And in order to understand the course of events, we must first
make ourselves acquainted with its history. Very briefly, then, it, like
many other institutions of its kind, was a product of the Catholic
counter-reformation designed to stem the rising tide of Protestantism.
It came into being in 1616, and was of the Ursuline order, which had
been introduced into France not many years earlier. From the first it
proved a magnet for the daughters of the nobility, and soon boasted a
goodly complement of nuns.
At their head, as mother superior, was a certain Jeanne de Belfiel, of
noble birth and many attractive qualities, but with characteristics
which, as the sequel will show, wrought much woe to others as well as to
the poor gentlewoman herself.
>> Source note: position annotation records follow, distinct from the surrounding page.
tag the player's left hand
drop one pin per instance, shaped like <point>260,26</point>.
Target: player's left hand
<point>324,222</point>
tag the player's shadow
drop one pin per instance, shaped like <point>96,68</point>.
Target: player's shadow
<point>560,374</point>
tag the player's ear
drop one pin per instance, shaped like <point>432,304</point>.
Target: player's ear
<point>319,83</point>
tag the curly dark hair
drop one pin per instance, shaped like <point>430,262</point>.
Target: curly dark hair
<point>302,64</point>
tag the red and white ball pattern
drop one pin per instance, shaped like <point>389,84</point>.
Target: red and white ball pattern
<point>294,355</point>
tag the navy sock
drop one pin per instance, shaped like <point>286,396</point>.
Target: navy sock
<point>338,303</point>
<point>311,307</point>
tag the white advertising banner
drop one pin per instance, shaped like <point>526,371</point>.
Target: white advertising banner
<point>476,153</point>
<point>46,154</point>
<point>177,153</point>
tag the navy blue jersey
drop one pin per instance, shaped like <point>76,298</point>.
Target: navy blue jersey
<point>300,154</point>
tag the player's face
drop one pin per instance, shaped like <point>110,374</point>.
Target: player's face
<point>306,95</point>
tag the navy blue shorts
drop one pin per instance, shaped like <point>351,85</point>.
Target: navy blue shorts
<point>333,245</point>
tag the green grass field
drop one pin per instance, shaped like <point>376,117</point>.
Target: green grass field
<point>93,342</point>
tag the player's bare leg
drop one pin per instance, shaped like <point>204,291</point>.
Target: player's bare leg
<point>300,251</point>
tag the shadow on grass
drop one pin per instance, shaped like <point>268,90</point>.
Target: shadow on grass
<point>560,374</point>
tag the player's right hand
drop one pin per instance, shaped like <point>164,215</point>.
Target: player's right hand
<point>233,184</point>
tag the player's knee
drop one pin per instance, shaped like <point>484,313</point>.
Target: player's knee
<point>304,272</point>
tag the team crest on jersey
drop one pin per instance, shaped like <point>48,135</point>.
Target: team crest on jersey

Whatever her defects, however, she labored
tirelessly in the interests of the convent, and in this respect was ably
seconded by its father confessor, worthy Father Moussaut, a man of rare
good sense and possessing a firm hold on the consciences and affections
of the nuns.
Conceive their grief, therefore, when he suddenly sickened and died. Now
ensued an anxious time pending the appointment of his successor. Two
names were foremost for consideration--that of Jean Mignon, chief canon
of the Church of the Holy Cross, and that of Urbain Grandier, cure of
Saint Peter's of Loudun. Mignon was a zealous and learned ecclesiastic,
but belied his name by being cold, suspicious, and, some would have it,
unscrupulous. Grandier, on the contrary, was frank and ardent and
generous, and was idolized by the people of Loudun. But he had serious
failings. He was most unclerically gallant, was tactless, was overready
to take offense, and, his wrath once fully roused, was unrelenting.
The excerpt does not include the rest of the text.